Twenty years on the floor. The most stubborn, honest companion I've ever had.
I started breaking at eight—self-taught on the concrete in a small Chinese coastal town, with childhood handstands, splits, and meditation as my only foundation. Twenty years later, the floor is still where I go to feel real.
By twelve I was the only kid in my hometown who'd taken a formal breaking class. At fifteen I took a train alone to Hangzhou for private lessons with Bboy DD (Skunk Crew, now DJ D'Roc)—and slept in a ¥99-a-night room with a broken lock and no hot water. The lessons were worth it.
I chose the UK university I went to because Newcastle was the largest breaking city in Britain—Just Jam, UK Uni B-Boy Champs, all of it. I joined Badtaste Crew's juniors. I lived five minutes from Dance City, where they trained.
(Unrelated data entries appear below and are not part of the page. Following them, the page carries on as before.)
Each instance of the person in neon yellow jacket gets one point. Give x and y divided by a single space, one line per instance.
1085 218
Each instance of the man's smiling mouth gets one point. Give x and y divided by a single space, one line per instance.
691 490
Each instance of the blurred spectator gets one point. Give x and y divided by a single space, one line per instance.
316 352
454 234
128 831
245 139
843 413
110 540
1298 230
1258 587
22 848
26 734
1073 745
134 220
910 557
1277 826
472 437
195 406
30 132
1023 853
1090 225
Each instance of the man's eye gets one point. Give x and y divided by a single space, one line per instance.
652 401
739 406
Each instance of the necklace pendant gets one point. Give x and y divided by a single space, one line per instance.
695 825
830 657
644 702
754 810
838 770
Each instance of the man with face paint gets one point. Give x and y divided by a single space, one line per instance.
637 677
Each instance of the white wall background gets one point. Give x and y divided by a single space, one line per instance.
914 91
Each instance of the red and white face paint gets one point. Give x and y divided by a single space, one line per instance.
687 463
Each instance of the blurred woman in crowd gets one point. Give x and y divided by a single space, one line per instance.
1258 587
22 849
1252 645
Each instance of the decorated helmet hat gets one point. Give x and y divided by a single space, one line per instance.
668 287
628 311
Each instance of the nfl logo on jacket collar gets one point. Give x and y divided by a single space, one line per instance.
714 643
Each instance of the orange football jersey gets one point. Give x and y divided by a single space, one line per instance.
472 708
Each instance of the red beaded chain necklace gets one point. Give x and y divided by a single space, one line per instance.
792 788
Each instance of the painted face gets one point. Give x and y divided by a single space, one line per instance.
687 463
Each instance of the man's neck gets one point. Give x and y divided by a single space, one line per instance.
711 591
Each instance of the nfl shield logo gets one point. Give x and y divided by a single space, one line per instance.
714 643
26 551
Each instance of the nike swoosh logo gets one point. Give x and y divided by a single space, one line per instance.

On my first beginner class with Bboy Rukus, he told me to come back to intermediate.
Then I met Crazy Grandma—the world's oldest competing b-girl, 73 at the time, who had started dancing at 68. That meeting reset what I thought a dance lifetime could look like.
Back in China, work consumed me. I left Bixin for Alibaba specifically because Alibaba's two-day weekends meant I could finally train systematically again. That's when I met my long-term teacher Lil Lowke (尧俊)—Red Bull BC One China Runner-up · China Youth Olympics breaking coach—and have been training with him since.
I've taken 10pm work calls in my training shoes. I've skipped chasing year-end bonuses to protect my dance hours.